Via voorgelegde stellingen is vooraf bepaald welke antwoordrichting past bij het voor het systeem gewenste kennisniveau. Op deze manier wordt er indirect een indicatie gegeven of de kennis over een rijhulpsysteem al dan niet “positief” of “negatief” is.

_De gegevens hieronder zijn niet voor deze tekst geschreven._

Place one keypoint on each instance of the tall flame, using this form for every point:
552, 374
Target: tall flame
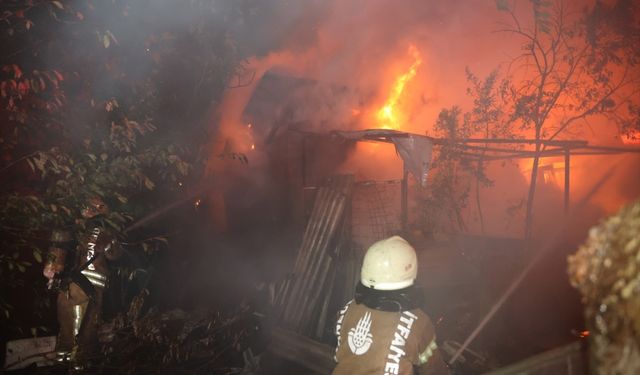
387, 115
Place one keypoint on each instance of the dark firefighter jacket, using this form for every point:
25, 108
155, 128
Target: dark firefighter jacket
372, 341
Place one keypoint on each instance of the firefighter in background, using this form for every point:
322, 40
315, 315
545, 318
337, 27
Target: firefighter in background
78, 269
383, 330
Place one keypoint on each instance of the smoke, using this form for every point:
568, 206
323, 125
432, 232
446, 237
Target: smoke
363, 46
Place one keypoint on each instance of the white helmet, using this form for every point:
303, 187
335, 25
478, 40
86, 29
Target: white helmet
389, 264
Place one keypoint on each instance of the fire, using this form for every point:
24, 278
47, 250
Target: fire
632, 139
388, 114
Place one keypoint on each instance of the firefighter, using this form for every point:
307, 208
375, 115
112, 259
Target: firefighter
77, 268
383, 330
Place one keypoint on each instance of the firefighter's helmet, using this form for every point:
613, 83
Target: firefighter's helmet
389, 264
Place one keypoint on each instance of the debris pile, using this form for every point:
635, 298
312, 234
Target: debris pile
606, 271
200, 341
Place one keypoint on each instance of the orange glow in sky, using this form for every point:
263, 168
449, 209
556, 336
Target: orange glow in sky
387, 115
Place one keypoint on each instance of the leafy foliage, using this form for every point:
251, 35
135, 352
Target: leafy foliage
107, 99
574, 68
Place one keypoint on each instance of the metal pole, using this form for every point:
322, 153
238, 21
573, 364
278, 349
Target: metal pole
567, 179
404, 198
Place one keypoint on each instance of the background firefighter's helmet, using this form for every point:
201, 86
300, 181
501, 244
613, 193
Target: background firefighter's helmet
389, 264
93, 207
60, 236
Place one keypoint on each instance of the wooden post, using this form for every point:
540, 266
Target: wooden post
567, 177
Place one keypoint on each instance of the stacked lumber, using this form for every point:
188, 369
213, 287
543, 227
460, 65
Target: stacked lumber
304, 298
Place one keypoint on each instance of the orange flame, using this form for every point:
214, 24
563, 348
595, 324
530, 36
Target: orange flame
632, 138
387, 115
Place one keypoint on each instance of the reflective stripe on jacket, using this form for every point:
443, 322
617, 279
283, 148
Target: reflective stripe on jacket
380, 342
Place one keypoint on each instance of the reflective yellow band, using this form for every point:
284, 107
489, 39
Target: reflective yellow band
424, 356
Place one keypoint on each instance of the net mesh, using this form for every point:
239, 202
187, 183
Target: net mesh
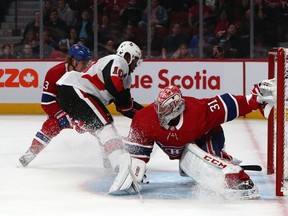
277, 137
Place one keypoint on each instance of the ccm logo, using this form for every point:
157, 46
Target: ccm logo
12, 77
215, 161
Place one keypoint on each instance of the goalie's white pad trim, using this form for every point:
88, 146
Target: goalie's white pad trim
205, 168
124, 180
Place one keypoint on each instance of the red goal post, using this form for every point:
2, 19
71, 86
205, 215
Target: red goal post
277, 135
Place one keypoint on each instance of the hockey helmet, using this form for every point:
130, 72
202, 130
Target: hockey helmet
169, 104
131, 48
80, 52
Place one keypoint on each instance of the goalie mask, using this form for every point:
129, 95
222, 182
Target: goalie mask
169, 104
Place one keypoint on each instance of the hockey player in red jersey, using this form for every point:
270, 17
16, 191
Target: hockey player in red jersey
79, 57
189, 130
86, 96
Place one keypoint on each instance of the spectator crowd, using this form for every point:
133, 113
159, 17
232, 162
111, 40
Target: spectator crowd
174, 28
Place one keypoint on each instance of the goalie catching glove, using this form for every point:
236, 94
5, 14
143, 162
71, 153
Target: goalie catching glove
130, 176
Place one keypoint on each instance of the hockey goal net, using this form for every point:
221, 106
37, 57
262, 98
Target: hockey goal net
277, 153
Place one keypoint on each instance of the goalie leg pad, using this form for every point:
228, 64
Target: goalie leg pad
112, 144
124, 180
203, 167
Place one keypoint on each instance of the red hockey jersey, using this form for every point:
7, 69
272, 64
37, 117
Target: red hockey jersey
198, 118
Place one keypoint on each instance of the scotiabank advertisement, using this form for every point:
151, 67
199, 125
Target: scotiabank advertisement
21, 82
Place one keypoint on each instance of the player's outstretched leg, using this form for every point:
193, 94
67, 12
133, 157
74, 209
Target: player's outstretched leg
263, 96
50, 129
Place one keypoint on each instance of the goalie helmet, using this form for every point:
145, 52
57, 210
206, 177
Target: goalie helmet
169, 104
131, 48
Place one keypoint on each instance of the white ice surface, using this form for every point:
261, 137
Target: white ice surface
67, 178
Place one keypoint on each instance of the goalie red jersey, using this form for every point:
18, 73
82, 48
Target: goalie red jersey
197, 119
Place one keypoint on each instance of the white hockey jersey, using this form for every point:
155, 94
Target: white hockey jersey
105, 79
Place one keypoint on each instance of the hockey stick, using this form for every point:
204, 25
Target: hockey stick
135, 182
251, 167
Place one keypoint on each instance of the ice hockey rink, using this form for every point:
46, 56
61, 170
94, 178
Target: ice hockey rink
68, 178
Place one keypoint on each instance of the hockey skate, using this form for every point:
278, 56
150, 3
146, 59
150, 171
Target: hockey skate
264, 93
27, 158
236, 188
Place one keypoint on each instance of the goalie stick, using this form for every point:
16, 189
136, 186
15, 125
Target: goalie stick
251, 167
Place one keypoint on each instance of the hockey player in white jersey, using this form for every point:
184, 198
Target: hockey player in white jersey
84, 96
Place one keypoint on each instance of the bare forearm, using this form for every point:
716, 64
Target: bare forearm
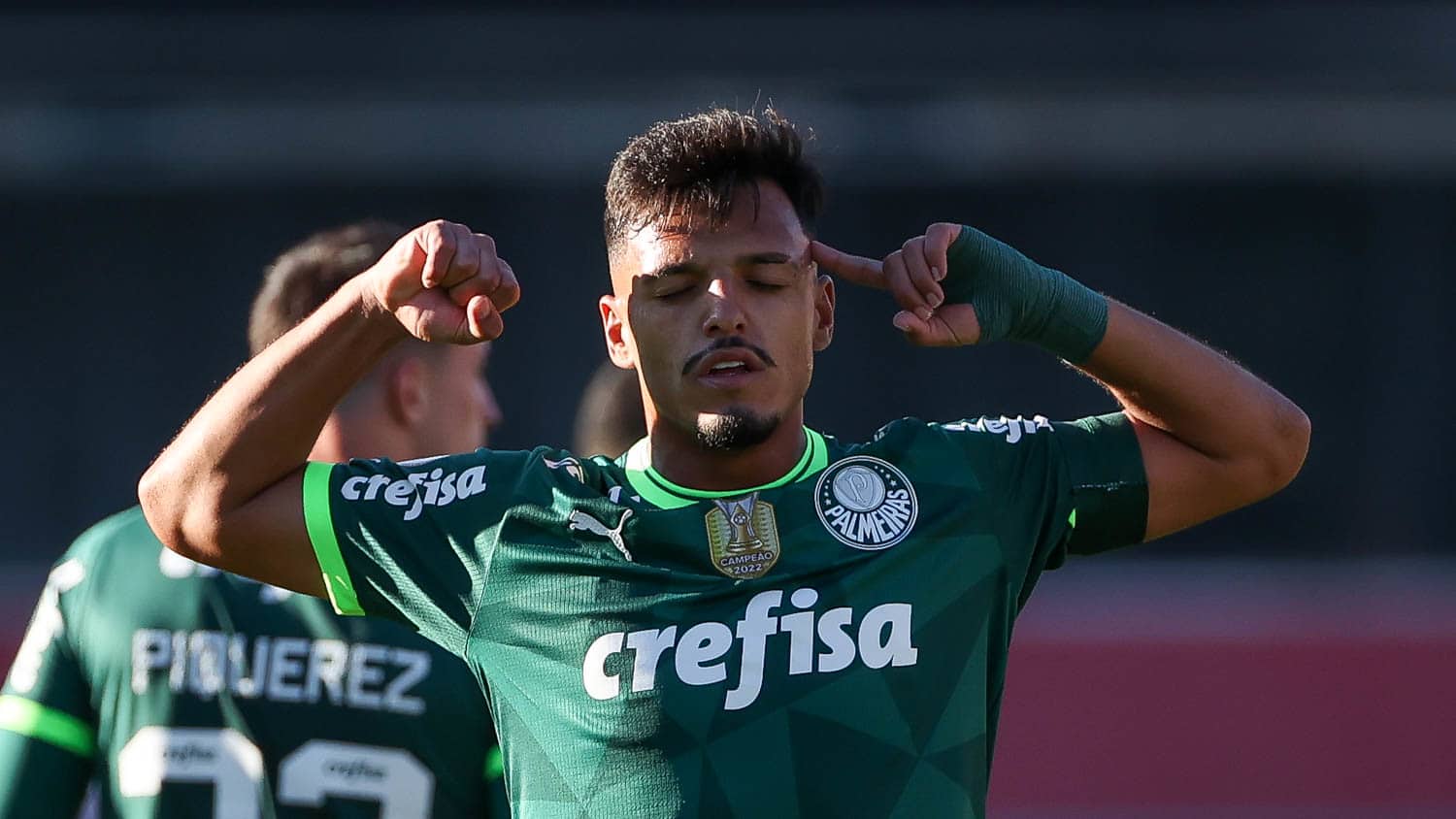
259, 426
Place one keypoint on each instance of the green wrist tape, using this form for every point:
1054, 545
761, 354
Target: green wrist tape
1018, 299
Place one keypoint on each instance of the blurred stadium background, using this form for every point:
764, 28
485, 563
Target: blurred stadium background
1277, 180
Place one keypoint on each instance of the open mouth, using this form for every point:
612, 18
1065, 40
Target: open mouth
728, 367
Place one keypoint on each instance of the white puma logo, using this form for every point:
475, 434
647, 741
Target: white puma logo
582, 522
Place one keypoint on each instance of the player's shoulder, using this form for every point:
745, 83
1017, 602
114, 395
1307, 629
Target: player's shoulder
118, 539
909, 437
943, 446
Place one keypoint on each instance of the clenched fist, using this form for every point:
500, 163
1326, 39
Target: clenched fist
445, 284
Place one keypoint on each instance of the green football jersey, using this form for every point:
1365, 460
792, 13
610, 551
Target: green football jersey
186, 691
832, 643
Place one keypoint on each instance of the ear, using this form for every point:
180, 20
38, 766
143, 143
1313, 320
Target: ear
823, 311
616, 331
407, 392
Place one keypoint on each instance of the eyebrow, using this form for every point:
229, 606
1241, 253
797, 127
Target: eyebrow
766, 258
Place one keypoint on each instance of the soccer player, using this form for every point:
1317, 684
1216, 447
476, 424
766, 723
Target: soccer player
186, 691
742, 615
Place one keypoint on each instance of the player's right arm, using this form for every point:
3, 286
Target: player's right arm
227, 490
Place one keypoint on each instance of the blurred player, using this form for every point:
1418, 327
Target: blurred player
745, 617
186, 691
609, 417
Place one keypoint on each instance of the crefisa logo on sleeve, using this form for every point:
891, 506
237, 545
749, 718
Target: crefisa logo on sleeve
865, 502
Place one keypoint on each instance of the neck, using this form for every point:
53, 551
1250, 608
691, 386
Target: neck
680, 458
343, 440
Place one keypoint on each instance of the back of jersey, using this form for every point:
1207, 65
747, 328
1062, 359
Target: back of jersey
194, 693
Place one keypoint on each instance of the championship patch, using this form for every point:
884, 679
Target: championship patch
743, 537
865, 502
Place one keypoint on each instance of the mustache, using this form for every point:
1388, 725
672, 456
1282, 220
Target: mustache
727, 344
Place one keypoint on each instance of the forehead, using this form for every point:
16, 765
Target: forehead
771, 227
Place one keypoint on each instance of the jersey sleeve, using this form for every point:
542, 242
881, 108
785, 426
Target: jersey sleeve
411, 540
1059, 487
47, 722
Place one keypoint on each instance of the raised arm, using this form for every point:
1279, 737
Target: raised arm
227, 490
1213, 435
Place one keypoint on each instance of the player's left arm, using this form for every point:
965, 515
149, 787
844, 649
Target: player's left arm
1213, 435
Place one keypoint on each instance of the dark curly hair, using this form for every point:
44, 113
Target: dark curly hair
689, 169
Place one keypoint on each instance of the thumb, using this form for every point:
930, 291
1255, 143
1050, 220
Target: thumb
853, 268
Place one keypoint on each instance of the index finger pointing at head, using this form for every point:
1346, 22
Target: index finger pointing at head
938, 239
507, 290
855, 268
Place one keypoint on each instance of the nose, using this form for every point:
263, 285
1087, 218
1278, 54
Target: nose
725, 316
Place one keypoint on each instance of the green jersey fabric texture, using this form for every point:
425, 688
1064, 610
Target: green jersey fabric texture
832, 643
185, 691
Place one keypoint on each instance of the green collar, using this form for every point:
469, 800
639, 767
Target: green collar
667, 495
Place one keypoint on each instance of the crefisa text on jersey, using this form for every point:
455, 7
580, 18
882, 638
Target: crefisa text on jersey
817, 643
416, 490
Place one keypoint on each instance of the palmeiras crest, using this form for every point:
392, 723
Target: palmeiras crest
743, 537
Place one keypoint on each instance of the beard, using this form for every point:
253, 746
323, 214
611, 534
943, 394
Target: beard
734, 429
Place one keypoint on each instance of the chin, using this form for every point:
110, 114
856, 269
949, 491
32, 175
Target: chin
734, 428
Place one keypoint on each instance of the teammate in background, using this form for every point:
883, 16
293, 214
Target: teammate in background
745, 617
609, 419
186, 691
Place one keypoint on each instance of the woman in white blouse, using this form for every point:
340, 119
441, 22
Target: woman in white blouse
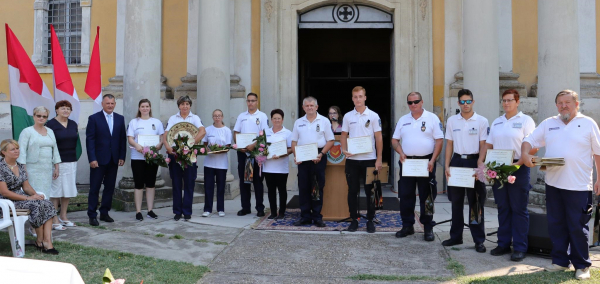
216, 165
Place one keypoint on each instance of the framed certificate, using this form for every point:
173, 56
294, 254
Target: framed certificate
277, 148
307, 152
500, 156
415, 168
244, 139
148, 140
461, 177
360, 145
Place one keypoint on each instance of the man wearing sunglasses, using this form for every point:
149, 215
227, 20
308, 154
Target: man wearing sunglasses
466, 134
418, 135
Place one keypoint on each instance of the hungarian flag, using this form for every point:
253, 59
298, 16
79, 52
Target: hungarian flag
27, 90
63, 86
93, 83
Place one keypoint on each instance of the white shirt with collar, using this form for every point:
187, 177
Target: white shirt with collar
466, 134
306, 132
576, 142
418, 136
191, 118
251, 123
508, 134
281, 165
358, 124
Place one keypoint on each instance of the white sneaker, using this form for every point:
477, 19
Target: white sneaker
581, 274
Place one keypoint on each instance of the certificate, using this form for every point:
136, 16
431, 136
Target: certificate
277, 148
244, 139
307, 152
360, 145
415, 168
461, 177
148, 140
500, 156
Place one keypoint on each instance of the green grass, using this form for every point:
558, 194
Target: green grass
92, 262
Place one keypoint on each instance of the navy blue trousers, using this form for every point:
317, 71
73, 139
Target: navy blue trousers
457, 197
408, 198
209, 188
311, 209
106, 174
245, 193
568, 218
184, 182
513, 217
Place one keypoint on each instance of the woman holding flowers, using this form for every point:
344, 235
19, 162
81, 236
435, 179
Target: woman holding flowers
507, 133
184, 179
144, 174
216, 165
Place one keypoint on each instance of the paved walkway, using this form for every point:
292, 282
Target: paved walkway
236, 253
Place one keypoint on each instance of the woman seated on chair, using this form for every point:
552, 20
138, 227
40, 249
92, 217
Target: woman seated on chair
15, 187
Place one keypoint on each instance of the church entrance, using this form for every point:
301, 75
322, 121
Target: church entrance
333, 61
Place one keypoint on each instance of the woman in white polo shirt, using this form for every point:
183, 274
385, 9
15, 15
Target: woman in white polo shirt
216, 165
276, 169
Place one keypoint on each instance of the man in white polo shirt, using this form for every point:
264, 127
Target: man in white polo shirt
418, 135
576, 138
252, 121
466, 133
311, 128
357, 123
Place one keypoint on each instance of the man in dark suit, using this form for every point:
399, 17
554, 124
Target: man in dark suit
105, 142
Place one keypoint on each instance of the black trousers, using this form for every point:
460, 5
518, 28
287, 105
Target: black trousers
277, 182
408, 198
457, 197
356, 170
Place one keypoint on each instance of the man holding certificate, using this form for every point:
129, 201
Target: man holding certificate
312, 138
466, 133
251, 122
418, 140
363, 126
507, 133
576, 138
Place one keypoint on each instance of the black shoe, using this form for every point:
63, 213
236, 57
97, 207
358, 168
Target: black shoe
302, 222
517, 256
353, 226
106, 218
94, 222
428, 236
405, 231
370, 226
498, 251
151, 215
480, 247
451, 242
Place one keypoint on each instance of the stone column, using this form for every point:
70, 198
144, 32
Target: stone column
142, 66
480, 57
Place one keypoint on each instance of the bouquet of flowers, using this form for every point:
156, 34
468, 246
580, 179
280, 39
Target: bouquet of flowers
493, 172
153, 157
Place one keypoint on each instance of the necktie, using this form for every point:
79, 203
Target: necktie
110, 123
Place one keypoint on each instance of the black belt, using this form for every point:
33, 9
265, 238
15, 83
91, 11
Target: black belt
466, 157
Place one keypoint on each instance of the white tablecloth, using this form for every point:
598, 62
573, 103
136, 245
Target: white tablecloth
25, 271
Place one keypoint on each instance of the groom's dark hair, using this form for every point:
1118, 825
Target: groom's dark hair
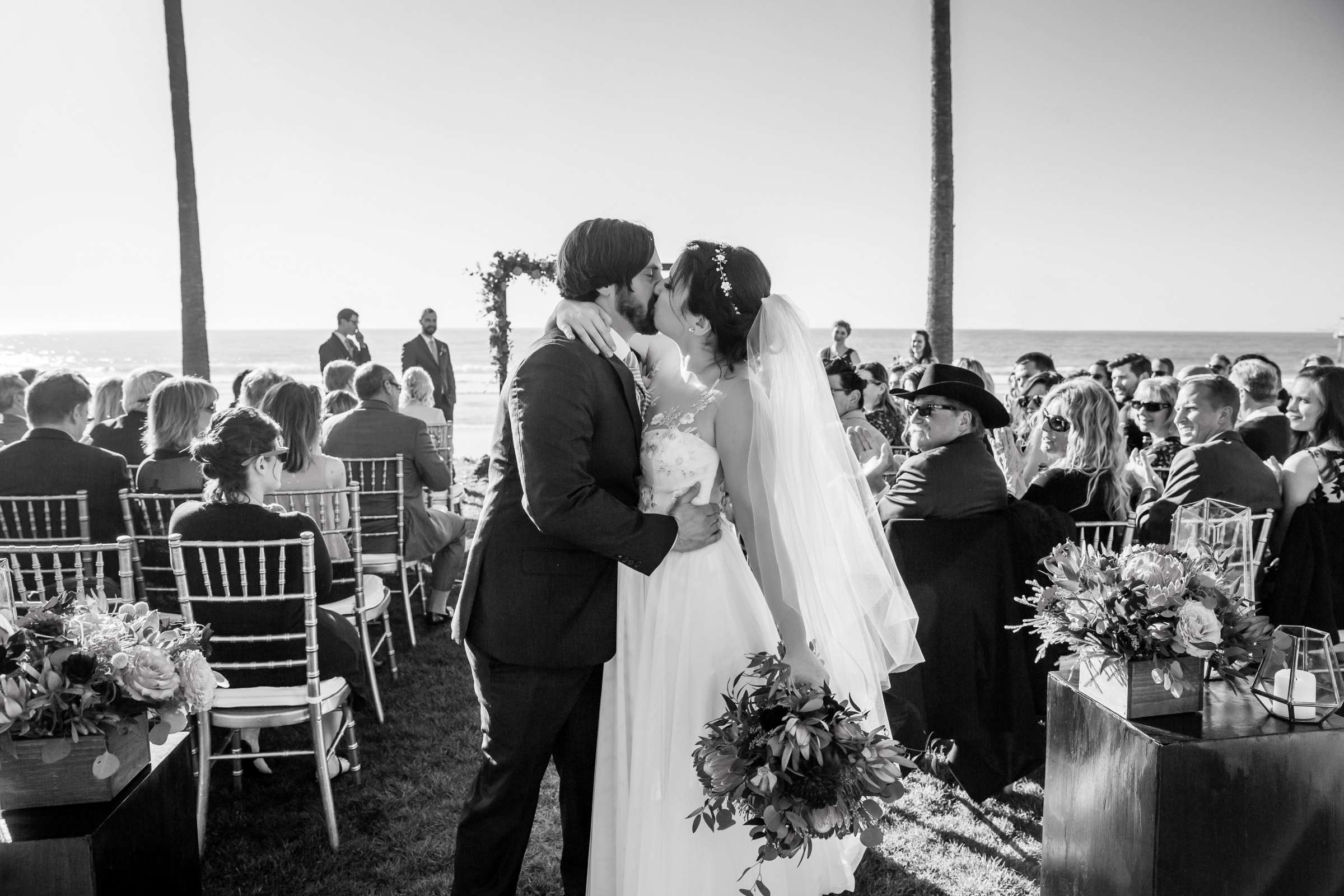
600, 253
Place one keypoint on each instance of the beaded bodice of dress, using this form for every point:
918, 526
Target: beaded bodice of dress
673, 453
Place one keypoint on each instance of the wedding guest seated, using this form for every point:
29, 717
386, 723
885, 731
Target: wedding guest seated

AANDELEN KENNISNIVEAU PER RIJHULPSYSTEEM (ADAS) EN TOTAAL
Figuur 7 – Kennisniveau per rijhulpsyteem (ADAS) en totaal 1
Gelijktijdig gebruik Lane Centering en Adaptive Cruise Control kan bij onjuiste verwachtingen leiden tot onveilige situaties
Van de ongeveer 300 personen in het onderzoek die zeggen zowel over Adaptive Cruise Control (ACC) als Lane Centering (LC) te beschikken gebruikt ruim 85% (in 2023) deze systemen wel eens gelijktijdig (in 2022: 90%). Dit kan door de gebruiker als een vorm van automatisch rijden worden gezien, maar dat is het niet.
In 2023 zegt 13% dat ze bij het gelijktijdig gebruik van deze systemen zelf minder goed hoeven op te letten en 2% geeft aan dat dit de mogelijkheid biedt om tijdens het rijden iets anders te doen (zoals bijvoorbeeld het raadplegen van een telefoon). Het gelijktijdig gebruik van ACC en LC kan bij onjuiste verwachtingen leiden tot onveilige situaties.
REDENEN GELIJKTIJDIG GEBRUIK VAN ADAPTIVE CRUISE CONTROL EN LANE CENTERING
Figuur 8 – Redenen gelijktijdig gebruik adaptive cruise control en lane centering
De meeste autobezitters gebruiken hun rijhulpsystemen
Voor alle systemen geeft ruim twee derde van de autogebruikers aan de beschikbare rijhulpsystemen (wel eens) te gebruiken. In veel gevallen ligt dit aandeel boven de 90%. Gemiddeld over alle systemen is het gebruik iets gestegen (+1 procentpunt) ten opzichte van afgelopen jaar met vrij grote verschillen voor afzonderlijke systemen. Zie Figuur 9.
De Snelheidsbegrenzer (+19 procentpunt) en Remote Control Parking (+6 procentpunt) worden (veel) vaker gebruikt in 2023 t.o.v. 2022. In de meeste gevallen staan rijhulpsystemen standaard aan en worden deze ook aangelaten tijdens de rit.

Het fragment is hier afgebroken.